Friday, April 5, 2013

Monument for Vladimir Tatlin by Dan Flavin (1966-1969)


An extra conceptual artist that really lightens up through his art is present for us today. 

Among Flavin’s work, there is an extensive use of electric light as an artistic expression, especially with mass industrially produced colored neon tubes or as we call them today fluorescent lights. It is hard determined to just simplify the symbolic significance of his work, but it is in of a relation to space, so it is in relation very close to minimalism.

This kind of contemporary art reflects many different aspects for me. There are answers for this instillation which I will include, but also I will talk about how I see this art.

As seen in the title, his work was dedicated to a special somebody, and that special somebody is avant garde artist and architect Vladimir Tatlin. 

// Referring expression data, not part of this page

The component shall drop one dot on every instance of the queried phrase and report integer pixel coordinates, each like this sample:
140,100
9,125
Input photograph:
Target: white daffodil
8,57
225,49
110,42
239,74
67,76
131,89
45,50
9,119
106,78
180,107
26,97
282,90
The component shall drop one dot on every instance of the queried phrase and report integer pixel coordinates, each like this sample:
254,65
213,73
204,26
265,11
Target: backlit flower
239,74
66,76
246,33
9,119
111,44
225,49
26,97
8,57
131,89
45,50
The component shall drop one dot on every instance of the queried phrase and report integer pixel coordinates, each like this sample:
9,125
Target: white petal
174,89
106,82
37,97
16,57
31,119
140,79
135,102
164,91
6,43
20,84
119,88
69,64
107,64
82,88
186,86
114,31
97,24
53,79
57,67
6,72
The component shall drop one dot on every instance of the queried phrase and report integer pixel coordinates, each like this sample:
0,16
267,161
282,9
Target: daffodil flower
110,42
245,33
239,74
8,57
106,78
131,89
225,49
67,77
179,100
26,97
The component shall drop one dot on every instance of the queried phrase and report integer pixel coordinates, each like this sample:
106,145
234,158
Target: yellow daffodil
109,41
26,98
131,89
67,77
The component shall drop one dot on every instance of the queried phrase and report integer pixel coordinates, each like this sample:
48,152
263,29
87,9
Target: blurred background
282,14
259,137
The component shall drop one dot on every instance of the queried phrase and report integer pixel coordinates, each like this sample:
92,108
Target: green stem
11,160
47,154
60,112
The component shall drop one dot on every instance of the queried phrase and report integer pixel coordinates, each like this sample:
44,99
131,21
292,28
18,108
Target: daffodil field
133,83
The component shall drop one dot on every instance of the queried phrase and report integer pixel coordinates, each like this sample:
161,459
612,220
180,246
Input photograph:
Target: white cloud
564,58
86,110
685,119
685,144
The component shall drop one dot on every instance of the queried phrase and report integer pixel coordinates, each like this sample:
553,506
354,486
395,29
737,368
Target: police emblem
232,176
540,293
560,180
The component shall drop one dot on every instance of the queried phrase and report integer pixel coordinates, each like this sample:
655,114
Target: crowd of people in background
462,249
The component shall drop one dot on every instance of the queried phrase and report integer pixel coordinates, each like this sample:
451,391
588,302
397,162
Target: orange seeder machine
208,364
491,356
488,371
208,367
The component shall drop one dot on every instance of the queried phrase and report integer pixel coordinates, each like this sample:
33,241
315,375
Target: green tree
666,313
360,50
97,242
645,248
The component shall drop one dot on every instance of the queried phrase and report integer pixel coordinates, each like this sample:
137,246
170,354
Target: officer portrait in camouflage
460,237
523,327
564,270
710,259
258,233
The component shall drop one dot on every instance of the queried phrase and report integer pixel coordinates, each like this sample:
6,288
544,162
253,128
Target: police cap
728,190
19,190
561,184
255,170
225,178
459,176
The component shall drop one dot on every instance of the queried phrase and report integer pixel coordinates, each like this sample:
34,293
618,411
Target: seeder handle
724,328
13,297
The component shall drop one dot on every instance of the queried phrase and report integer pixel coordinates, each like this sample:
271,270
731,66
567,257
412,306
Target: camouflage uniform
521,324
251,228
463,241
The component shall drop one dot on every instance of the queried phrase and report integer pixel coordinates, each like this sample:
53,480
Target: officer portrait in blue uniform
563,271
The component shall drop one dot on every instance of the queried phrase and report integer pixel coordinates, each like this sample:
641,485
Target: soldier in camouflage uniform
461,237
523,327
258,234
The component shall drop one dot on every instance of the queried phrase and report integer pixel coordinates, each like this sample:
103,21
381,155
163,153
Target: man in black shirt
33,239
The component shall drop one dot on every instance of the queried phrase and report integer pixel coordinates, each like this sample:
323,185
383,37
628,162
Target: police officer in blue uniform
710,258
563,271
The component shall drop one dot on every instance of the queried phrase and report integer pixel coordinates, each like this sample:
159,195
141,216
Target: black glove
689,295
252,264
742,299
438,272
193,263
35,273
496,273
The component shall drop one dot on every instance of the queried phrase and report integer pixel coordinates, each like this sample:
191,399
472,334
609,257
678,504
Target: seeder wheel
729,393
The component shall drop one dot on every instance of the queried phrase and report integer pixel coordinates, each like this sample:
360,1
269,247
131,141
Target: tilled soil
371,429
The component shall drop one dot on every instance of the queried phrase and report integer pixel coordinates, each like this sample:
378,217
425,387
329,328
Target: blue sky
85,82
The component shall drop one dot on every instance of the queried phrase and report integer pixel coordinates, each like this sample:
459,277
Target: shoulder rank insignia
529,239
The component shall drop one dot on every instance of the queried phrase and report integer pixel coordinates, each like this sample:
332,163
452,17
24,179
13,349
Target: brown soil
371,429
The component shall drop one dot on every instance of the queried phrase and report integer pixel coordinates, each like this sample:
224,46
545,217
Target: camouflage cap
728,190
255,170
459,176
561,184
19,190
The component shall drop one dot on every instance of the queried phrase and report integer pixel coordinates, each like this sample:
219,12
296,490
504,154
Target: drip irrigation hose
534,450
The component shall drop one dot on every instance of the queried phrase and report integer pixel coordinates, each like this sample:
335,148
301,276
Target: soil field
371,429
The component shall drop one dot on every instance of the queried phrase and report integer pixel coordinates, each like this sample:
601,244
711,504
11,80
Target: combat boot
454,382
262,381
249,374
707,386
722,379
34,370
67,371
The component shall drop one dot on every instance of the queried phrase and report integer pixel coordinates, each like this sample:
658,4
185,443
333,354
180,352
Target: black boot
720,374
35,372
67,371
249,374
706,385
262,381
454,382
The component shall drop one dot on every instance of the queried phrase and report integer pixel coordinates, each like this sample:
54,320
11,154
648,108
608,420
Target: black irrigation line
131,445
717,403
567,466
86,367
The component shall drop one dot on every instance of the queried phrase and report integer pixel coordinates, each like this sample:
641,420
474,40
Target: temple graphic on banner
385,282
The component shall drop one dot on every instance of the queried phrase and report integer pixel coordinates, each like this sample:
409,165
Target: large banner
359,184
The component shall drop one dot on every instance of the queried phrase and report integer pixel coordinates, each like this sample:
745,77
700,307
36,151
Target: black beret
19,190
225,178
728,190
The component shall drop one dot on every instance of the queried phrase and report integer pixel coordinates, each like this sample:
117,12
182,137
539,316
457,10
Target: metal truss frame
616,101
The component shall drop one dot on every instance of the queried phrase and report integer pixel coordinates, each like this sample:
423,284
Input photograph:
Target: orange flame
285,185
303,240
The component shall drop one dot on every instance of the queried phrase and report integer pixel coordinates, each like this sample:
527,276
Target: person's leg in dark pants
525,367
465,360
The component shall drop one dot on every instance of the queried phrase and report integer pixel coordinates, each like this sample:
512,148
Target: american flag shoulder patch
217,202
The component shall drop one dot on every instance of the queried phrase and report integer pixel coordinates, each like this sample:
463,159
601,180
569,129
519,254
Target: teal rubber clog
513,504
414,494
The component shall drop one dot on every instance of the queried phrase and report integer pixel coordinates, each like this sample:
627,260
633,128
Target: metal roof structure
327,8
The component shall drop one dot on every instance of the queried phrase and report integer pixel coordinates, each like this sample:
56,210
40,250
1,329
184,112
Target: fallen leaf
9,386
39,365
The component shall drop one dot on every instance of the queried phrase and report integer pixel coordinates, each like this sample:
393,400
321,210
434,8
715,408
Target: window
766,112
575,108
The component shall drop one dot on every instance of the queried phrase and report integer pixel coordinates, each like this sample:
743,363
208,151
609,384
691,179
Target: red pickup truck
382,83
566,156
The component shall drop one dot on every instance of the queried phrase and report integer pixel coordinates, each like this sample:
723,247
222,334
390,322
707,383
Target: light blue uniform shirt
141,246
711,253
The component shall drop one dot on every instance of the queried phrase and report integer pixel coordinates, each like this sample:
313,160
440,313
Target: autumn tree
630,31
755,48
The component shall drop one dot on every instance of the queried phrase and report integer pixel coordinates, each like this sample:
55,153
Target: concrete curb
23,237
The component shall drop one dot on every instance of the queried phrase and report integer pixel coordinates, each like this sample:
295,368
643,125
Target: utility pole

With some research, I found that Mr. Tatlin has constructed a tower, a tower that was supposed to be the communist head quarter around the 1920s. The tower was never constructed due to fact that it was not buildable project. SOURCE 3 is a very interesting link describing the depiction made for the propaganda of communism.

The Monument to the Third International (1919) MODEL

Furthermore, it was in to nullify the Eiffel tower in Paris by height, shape, modernity, structure, and anything that belongs.


Back to the work, our artist Flavin admired Tatlin’s work and wanted to empower it through his own as a memoir for the Tatlin. It is expressed with technology (lights) and it is like he is trying to move through the spectra of time to show a relative “robotic” view of it.